Designing for trust in predictive prevention
An exploratory project for Public Health England by Projects by IF.
What was it?
Public Health England (PHE) was investigating how they may be able to implement what they called "preventative care". They wanted to combine public health datasets with lifestyle data from people's phones. By doing so, they could make interventions at key moments (when buying food, when deciding routes to work, etc.) to improve the person's health and help prevent certain diseases, such as type-2 diabetes and certain types of asthma.
However, they were concerned with how they might do this without betraying public trust. What design language could they use? How might they structure their data policies? What language should they communicate with?
Timeline and roles
Project timeline: 6 weeks
- Design leadership
- Digital and paper prototyping
- User and desk research
- Insights compilation and strategic recommendations
- 1 project lead
- 1 strategy
- 3 design (service, graphic)
- Additional support from subject matter experts in data rights, privacy, and data architecture
Desk research, interviews, and knowledge capture.
Prototype and test
Prototyping.
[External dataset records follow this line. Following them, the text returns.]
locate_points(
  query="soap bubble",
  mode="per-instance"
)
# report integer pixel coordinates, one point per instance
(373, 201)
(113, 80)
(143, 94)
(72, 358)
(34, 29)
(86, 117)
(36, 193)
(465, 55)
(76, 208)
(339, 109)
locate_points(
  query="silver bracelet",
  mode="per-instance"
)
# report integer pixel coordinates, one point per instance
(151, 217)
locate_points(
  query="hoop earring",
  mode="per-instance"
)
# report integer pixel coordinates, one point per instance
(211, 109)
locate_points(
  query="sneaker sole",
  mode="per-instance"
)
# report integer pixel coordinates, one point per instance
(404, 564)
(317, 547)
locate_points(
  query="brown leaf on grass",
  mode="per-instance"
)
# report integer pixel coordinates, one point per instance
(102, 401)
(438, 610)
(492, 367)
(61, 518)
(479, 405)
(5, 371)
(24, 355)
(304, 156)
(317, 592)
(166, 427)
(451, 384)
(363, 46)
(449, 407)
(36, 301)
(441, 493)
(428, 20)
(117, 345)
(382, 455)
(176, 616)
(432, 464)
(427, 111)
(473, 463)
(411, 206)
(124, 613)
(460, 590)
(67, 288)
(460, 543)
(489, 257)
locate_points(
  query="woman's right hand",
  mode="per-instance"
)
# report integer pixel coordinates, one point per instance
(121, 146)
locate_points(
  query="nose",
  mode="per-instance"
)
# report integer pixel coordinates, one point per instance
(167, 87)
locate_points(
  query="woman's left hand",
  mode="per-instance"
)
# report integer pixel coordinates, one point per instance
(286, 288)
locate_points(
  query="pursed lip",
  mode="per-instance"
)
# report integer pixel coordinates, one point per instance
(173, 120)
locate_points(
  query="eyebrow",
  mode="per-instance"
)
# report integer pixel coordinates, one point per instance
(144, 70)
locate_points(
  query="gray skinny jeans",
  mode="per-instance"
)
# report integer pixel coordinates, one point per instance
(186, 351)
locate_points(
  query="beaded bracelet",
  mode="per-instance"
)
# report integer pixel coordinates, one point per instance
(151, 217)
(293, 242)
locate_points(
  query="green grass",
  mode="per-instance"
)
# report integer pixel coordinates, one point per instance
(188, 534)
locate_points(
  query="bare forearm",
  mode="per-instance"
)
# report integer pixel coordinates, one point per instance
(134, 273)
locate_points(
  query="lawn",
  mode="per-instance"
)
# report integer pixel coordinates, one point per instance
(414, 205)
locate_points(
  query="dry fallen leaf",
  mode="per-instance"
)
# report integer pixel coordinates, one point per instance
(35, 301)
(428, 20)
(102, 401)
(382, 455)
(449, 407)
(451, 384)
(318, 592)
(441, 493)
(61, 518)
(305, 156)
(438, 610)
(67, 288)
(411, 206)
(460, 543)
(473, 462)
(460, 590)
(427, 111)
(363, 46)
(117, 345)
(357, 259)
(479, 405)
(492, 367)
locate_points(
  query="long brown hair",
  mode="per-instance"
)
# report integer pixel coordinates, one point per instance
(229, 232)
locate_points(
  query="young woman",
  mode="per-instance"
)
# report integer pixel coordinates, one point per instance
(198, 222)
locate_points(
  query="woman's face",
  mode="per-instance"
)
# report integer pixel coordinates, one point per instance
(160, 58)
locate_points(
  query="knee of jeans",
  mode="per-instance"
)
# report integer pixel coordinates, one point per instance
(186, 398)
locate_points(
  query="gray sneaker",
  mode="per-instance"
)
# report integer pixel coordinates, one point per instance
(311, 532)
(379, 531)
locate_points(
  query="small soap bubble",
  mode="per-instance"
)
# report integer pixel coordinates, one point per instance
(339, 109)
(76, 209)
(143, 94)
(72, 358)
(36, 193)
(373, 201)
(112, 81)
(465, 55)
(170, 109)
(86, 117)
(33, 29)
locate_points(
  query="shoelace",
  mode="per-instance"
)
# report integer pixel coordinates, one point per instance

Testing with users, sense-checking and additional interviews with experts.
Insights & strategy
Testing and insights result. Recommendation generations. Strategic recommendation. Delivery.
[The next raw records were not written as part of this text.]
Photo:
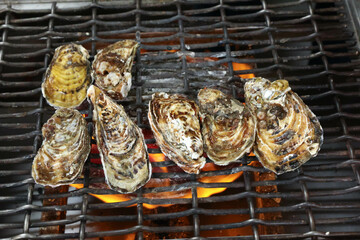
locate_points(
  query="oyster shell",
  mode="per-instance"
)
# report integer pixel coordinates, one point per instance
(288, 133)
(228, 127)
(68, 77)
(174, 121)
(64, 150)
(111, 68)
(121, 144)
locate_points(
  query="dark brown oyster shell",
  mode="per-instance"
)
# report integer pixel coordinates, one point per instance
(228, 127)
(121, 144)
(174, 121)
(64, 150)
(288, 133)
(111, 68)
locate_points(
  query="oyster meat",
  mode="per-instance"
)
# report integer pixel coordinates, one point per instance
(174, 121)
(288, 133)
(64, 150)
(121, 144)
(111, 68)
(228, 127)
(68, 77)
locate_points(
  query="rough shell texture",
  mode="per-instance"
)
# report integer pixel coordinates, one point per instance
(64, 150)
(121, 144)
(68, 77)
(288, 133)
(174, 121)
(111, 68)
(228, 127)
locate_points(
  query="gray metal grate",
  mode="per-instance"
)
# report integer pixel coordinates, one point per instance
(187, 45)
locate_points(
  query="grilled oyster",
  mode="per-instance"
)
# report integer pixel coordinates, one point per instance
(64, 150)
(68, 77)
(228, 127)
(288, 133)
(111, 68)
(121, 144)
(174, 121)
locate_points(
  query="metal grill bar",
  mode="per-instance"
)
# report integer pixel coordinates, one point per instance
(310, 43)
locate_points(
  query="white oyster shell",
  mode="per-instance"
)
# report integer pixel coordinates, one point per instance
(288, 133)
(174, 121)
(67, 77)
(121, 144)
(111, 68)
(64, 150)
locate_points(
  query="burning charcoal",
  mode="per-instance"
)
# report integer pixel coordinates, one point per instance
(64, 150)
(288, 133)
(175, 123)
(228, 127)
(111, 68)
(121, 144)
(68, 77)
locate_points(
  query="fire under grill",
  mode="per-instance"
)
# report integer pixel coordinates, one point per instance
(185, 46)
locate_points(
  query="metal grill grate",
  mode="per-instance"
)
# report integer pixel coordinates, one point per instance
(310, 43)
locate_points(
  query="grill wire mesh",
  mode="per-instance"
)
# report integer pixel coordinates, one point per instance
(309, 43)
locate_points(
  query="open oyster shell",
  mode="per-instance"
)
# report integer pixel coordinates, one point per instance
(68, 77)
(228, 127)
(288, 133)
(64, 150)
(174, 121)
(111, 68)
(121, 144)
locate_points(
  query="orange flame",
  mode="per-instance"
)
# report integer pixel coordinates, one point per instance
(159, 157)
(201, 192)
(243, 66)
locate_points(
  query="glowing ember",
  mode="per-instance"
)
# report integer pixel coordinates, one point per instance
(159, 157)
(201, 192)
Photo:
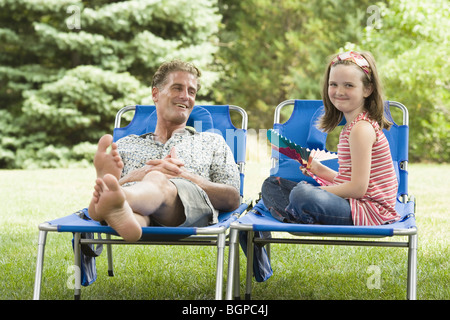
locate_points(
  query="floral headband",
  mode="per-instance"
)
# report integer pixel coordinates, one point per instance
(354, 57)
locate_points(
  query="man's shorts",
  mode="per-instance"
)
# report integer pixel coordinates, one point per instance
(197, 207)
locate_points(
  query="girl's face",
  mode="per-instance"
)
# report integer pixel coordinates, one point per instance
(346, 89)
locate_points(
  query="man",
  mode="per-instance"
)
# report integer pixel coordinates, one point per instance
(172, 177)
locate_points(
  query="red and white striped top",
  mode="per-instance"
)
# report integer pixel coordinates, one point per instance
(377, 206)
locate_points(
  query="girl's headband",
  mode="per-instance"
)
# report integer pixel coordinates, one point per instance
(354, 57)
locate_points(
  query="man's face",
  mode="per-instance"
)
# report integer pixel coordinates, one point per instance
(174, 101)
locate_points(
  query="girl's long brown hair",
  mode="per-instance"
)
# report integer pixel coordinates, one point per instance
(374, 103)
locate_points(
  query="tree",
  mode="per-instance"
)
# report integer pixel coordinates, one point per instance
(411, 44)
(277, 50)
(67, 66)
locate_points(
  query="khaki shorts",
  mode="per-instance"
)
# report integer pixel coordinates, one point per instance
(197, 206)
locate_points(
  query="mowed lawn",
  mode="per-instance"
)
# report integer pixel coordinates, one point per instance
(28, 198)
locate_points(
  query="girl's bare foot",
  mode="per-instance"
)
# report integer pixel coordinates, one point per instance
(109, 204)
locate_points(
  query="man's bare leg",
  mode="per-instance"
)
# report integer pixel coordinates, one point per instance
(155, 195)
(109, 204)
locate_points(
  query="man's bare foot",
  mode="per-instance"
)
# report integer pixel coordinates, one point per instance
(107, 163)
(109, 204)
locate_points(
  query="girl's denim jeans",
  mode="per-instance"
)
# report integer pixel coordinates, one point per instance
(293, 202)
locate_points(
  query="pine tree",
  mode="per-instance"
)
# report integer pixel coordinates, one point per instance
(67, 67)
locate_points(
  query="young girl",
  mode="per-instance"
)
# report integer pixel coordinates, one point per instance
(364, 190)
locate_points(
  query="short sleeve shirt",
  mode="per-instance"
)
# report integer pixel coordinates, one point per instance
(203, 153)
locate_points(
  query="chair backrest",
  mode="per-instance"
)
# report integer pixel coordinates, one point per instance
(206, 118)
(301, 129)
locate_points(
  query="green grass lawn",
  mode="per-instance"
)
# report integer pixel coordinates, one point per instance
(28, 198)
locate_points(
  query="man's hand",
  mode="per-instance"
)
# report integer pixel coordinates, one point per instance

Both PHE and Projects by IF came to this project with a huge amount of pre-existing knowledge. We reviewed the ongoing and pre-existing projects and interviewed key experts and stakeholders.
These interviews flagged:
- There was no proven use-case for this kind of health prevention
- Without a plan for how the data will be used, informed consent will be impossible
- Responsibility for data sharing should be more than the individuals
Prototype and test
While the interviews outlined the public health and medical concerns around predictive prevention, they did little to understand public trust.
So, we prototyped and tested a number of mock-ups and flows. They investigated various methods in the experience flow: from how things would be communicated to how 'invasive' the functionality could be.
Phase 3: Insight generation and delivery
The desk research and user testing generated a lot of data and opinions — some of which contradictory. We combined this with our pre-existing knowledge of trust in data to create key design insights and strategic next steps for PHE.
The testing made clear some basic principles to help guide the future investigation of trust and consent with users:
- Start small with data collection. The least amount possible.
- Show impact of data sharing in-context of the sharing moment.
- Add friction to key moments.
- Make consent prominent.
- Show PHE can he trustworthy, early, before asking to collect data
Where user research failed
One thing explored in the testing sessions with the public was about their knowledge of the information on their phone, public health datasets, and the impacts of combining them.
It was clear that people had mixed — and sometimes inaccurate — perspectives on what it means to combine data and what the benefits and harms of doing so would be.
This highlighted a massive problem with traditional user-testing, as understanding impacts, risks, and benefits of data sharing with respect to public health.
We recommended continuing research and investigation in a societally-aware way.